"Ay, Charles, it is the sentiment of passion, for our love has been more a sentiment than a passion. I would fain think that we had loved each other with an affection not usually known, appreciated, or understood, and so, in the vanity of my best affections, I would strive to think them something exclusive, and beyond the common feelings of humanity."

"And you are right, my Flora; such love as yours is the exception; there may be preferences, there may be passions, and there may be sentiments, but never, never, surely, was there a heart like yours."

"Nay, Charles, now you speak from a too poetical fancy; but is it possible that I have had you here so long, with your hand clasped in mine, and asked you not the causes of your absence?"

"Oh, Flora, I have suffered much—much physically, but more mentally. It was the thought of you that was at once the bane and the antidote of my existence."

"Indeed, Charles! Did I present myself in such contradictory colours to you?"

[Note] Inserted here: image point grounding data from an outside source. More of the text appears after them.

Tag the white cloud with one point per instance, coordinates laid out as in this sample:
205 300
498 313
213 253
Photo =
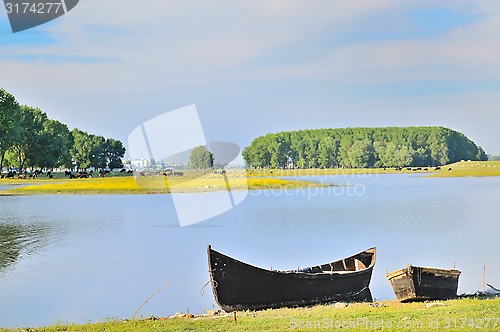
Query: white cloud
115 56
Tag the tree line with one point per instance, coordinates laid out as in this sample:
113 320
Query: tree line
29 138
361 147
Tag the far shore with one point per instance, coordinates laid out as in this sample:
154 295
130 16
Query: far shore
209 181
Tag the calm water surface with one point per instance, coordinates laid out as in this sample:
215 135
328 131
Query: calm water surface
72 258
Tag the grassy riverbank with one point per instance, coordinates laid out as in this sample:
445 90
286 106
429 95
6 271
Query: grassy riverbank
205 181
190 182
452 315
459 169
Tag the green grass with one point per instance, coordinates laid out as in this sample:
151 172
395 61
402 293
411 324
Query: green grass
119 184
470 168
459 169
452 315
206 181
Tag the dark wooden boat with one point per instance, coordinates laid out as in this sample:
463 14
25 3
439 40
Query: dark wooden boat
240 286
415 283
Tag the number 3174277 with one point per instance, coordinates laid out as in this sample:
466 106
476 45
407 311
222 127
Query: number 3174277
33 8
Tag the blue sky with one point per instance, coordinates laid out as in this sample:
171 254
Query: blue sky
258 67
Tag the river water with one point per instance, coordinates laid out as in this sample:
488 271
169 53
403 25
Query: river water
80 258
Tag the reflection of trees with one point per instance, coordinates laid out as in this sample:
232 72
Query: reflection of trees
17 241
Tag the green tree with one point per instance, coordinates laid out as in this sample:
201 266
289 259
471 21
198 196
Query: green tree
81 150
54 145
114 152
26 145
201 158
9 123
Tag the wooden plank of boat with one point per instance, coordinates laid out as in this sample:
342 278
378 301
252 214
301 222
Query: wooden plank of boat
415 283
240 286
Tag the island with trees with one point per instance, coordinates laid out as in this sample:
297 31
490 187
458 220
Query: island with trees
361 148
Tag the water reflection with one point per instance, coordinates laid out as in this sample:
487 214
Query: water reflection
18 241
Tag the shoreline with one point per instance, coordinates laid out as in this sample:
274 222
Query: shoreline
204 182
390 315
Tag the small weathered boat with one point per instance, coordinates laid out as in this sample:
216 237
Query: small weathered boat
240 286
415 283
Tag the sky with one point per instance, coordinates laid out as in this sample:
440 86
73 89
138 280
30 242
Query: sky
254 67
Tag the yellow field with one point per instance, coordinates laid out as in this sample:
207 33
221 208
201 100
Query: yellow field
204 181
145 185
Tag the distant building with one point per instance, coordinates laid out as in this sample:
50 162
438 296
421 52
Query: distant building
141 164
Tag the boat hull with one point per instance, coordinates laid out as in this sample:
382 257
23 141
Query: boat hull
415 283
240 286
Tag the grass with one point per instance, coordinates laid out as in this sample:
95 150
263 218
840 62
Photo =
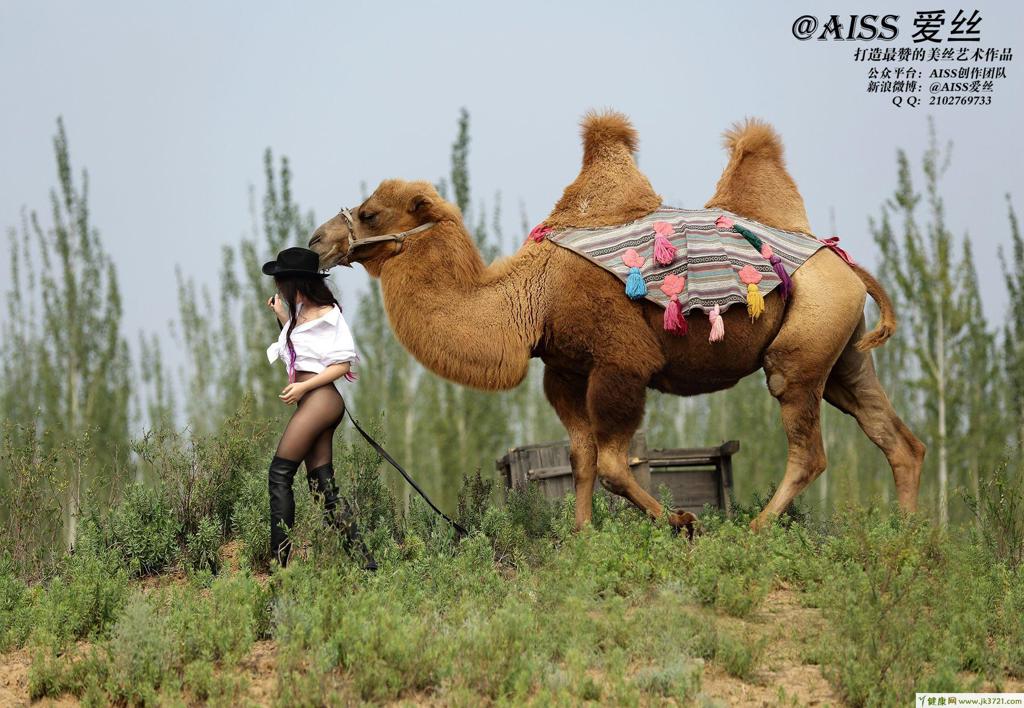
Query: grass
523 610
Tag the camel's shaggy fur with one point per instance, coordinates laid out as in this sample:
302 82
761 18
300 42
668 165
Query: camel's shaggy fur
479 325
609 189
756 182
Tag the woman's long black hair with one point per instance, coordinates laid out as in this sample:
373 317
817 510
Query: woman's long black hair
314 290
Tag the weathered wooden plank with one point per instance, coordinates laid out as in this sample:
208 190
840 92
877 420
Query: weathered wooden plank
694 475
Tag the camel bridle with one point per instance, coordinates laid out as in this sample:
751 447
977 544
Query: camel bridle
398 238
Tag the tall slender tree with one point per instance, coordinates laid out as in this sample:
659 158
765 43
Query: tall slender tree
72 366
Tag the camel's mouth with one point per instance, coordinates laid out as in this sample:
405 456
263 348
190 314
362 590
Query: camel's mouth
332 241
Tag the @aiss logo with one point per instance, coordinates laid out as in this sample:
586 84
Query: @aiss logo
853 28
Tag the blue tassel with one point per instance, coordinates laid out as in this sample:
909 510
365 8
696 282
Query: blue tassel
635 287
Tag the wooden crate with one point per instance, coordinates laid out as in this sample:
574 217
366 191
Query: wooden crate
694 475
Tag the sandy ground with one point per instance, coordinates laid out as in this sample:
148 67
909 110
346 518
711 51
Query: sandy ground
782 676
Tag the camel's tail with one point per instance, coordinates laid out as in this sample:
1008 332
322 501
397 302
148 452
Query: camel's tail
887 323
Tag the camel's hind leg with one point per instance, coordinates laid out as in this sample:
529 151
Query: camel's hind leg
614 403
797 365
566 392
854 388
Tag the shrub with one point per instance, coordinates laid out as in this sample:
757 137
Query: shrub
82 601
15 605
678 678
33 486
202 475
202 547
998 510
141 530
730 570
888 602
474 497
251 521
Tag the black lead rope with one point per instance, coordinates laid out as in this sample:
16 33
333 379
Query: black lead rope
383 453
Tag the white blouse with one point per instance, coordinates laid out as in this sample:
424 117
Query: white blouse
317 343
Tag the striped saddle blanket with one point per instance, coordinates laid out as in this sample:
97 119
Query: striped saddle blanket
715 255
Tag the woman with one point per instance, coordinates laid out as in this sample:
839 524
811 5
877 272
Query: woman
317 349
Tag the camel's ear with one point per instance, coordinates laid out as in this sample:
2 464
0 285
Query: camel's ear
420 204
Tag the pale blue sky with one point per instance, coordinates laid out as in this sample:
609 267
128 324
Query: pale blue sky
170 110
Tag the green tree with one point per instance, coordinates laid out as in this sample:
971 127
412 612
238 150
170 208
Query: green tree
226 343
1013 332
941 322
70 369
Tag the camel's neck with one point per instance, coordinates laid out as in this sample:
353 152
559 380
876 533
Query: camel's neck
472 324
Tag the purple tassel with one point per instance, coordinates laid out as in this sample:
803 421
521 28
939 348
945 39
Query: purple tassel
785 284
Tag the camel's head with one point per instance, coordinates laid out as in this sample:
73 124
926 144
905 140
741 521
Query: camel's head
377 230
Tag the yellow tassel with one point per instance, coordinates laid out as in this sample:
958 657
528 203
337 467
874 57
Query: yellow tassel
755 301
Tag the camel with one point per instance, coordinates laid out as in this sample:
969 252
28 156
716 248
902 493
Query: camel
479 325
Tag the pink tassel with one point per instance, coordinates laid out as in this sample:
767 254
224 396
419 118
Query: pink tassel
674 320
717 325
785 284
665 252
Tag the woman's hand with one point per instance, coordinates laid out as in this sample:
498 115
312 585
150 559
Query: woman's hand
293 391
276 303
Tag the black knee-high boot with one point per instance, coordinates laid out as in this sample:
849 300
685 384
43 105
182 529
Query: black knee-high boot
322 486
282 473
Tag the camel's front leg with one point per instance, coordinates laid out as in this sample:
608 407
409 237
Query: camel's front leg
615 402
567 393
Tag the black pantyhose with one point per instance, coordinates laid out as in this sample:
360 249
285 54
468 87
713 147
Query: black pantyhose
309 432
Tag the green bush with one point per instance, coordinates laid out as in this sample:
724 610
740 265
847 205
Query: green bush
82 601
16 601
731 570
998 509
202 475
251 521
474 500
203 545
141 530
894 601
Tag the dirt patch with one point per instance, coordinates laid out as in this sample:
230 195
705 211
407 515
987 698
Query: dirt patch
14 678
260 668
782 675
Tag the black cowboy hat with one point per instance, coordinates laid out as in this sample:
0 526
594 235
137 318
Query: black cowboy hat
294 261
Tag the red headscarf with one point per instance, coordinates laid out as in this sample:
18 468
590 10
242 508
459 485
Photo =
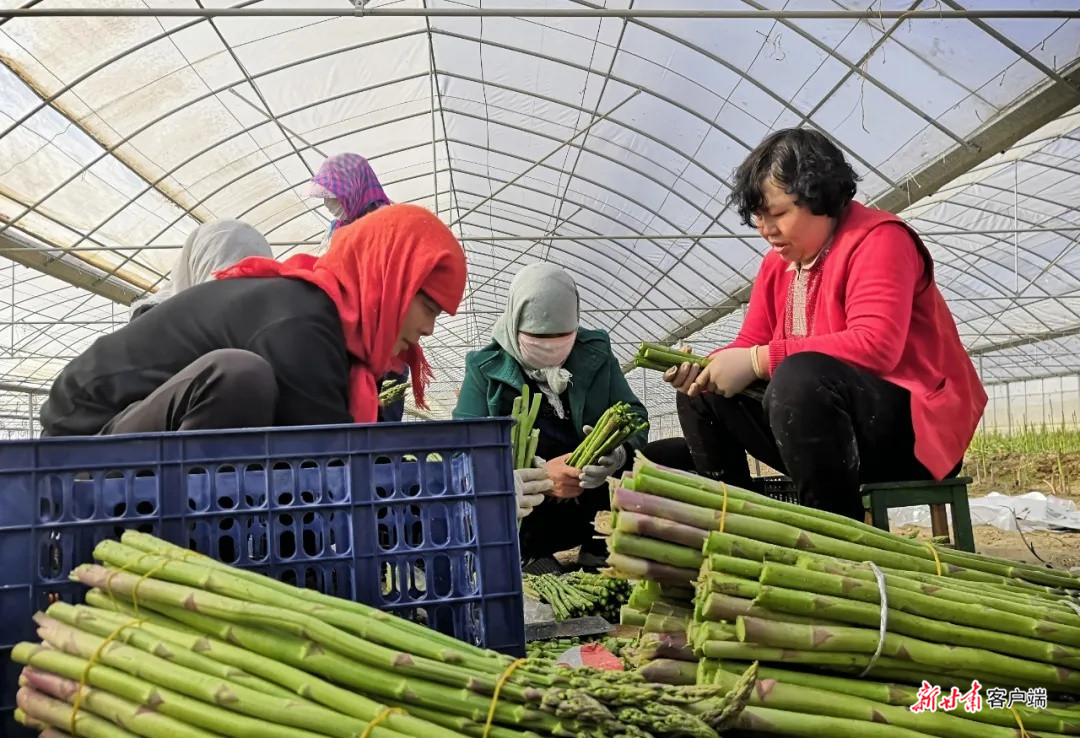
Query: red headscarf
373 270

"Yes, dearest, as thus. When I thought of you, sometimes, in the deep seclusion of a dungeon, that thought almost goaded me to madness, because it brought with it the conviction—a conviction peculiar to a lover—that none could so effectually stand between you and all evil as myself."

"Yes, yes, Charles; most true."

"It seemed to me as if all the world in arms could not have protected you so well as this one heart, clad in the triple steel of its affections, could have shielded you from evil."

"Ay, Charles; and then I was the bane of your existence, because I filled you with apprehension?"

"For a time, dearest; and then came the antidote; for when exhausted alike in mind and body—when lying helpless, with chains upon my limbs—when expecting death at every visit of those who had dragged me from light and from liberty, and from love; it was but the thought of thy beauty and thy affection that nerved me, and gave me a hope even amidst the cruellest disaster."